Variables have three fundamental properties: type, scope and lifetime. Scope is a compile-time concept: it is based only on the written text of the program. It is the region of the text in which a variable is defined. Lifetime is a run-time concept: it is the period of time during which a variable exists.
Types are either primitive of reference. Variables of primitive type directly contain their value. The primitive types include int, char and boolean. Variables of reference type contain values what point to other things, generally objects, inside of which other variables or methods are found. Each class is its own type, and classes related by inheritance have types related by the conversions widenning and narrowing.
Examples:
The details:
Scope
Fields and Methods have class scope: they are known throughout the class in which
they are defined.
It does not matter where in the text these variables are defined: a method
or field can be used before it is defined because the compiler will look throughout
the entire body of the class to find the declaration.
Local variables have block scope: they are known from the point of their declaration until the end of their smallest enclosing block. Unlike C, local variables cannot be redeclared inside of a contained block. Parameters have block scope where the block is the method body.
Lifetime
Local variables exist only during the run of the
method call, whereas instance variables have lifetimes exactly that of
its containing object.
Type
All variables have a specfic type, either a primitive type or a reference
type. In a variable are stored values which are either of the same type
as the variable or are compatible with the tye of the variable.

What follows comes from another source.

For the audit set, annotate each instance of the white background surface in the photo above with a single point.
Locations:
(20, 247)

For primitive types, the value must be of exactly the same type
as the variable, else a conversion will occur. For reference types,
the value can be a reference to an object of a class of the variable's type,
or to an object of any subclass of that.
The process of assigning a value to a variable where the variable has a supertype of the value is called widening. Widening never causes any problems. If class A extends class B, an object of class A can be treated as an object of class B in all contexts. Therefore, if a reference to an object of class A is placed in a variable of type B, there will not be any problems.
However, to treat a value in a variable of type B as an A might cause problems if that value is not in fact a reference to an object of class A. To convert towards subclasses like this is called narrowing, and will always require an explicit cast operator and a run-time check. If the check fails, a ClassCastException will be thrown.
Object is the widest of the reference types. Any reference to an object can be stored in a variable of type Object. Null is a type with no name, but there is the null literal which is the only value of null type. It is the narrowest type: it can be assigned to any variable of reference type. In a sense, null multiple inherits from all classes.
Overloading
It is very difficult to understand the results of mixing
widening and method overloading. The compile will automatically
widen references in order to match one of a collection of
overloaded methods. This is done at compile time, and once
done, is fixed for method lookup at run-time.
That is, once the compiler chooses a specific overload, overriding
must be exactly accoding to that overload.
If at run time it turns out that the variable holds a reference
to an object with a better match for the method call, that method will
not be chosen. The compiler has already decided the target cast types
of all parameters.
Ambiguities can occur where several overloads compete equally for the title of best match. In this case the compilation fails. The compiler searches for the the most specific match. This is defined as:
a method of class A with arguments A1, A2, ... , An is MORE SPECIFIC than a method of class B with arguments B1, B2, ... , Bn if A widens to B, A1 widens to B1, ... , An widens to Bn.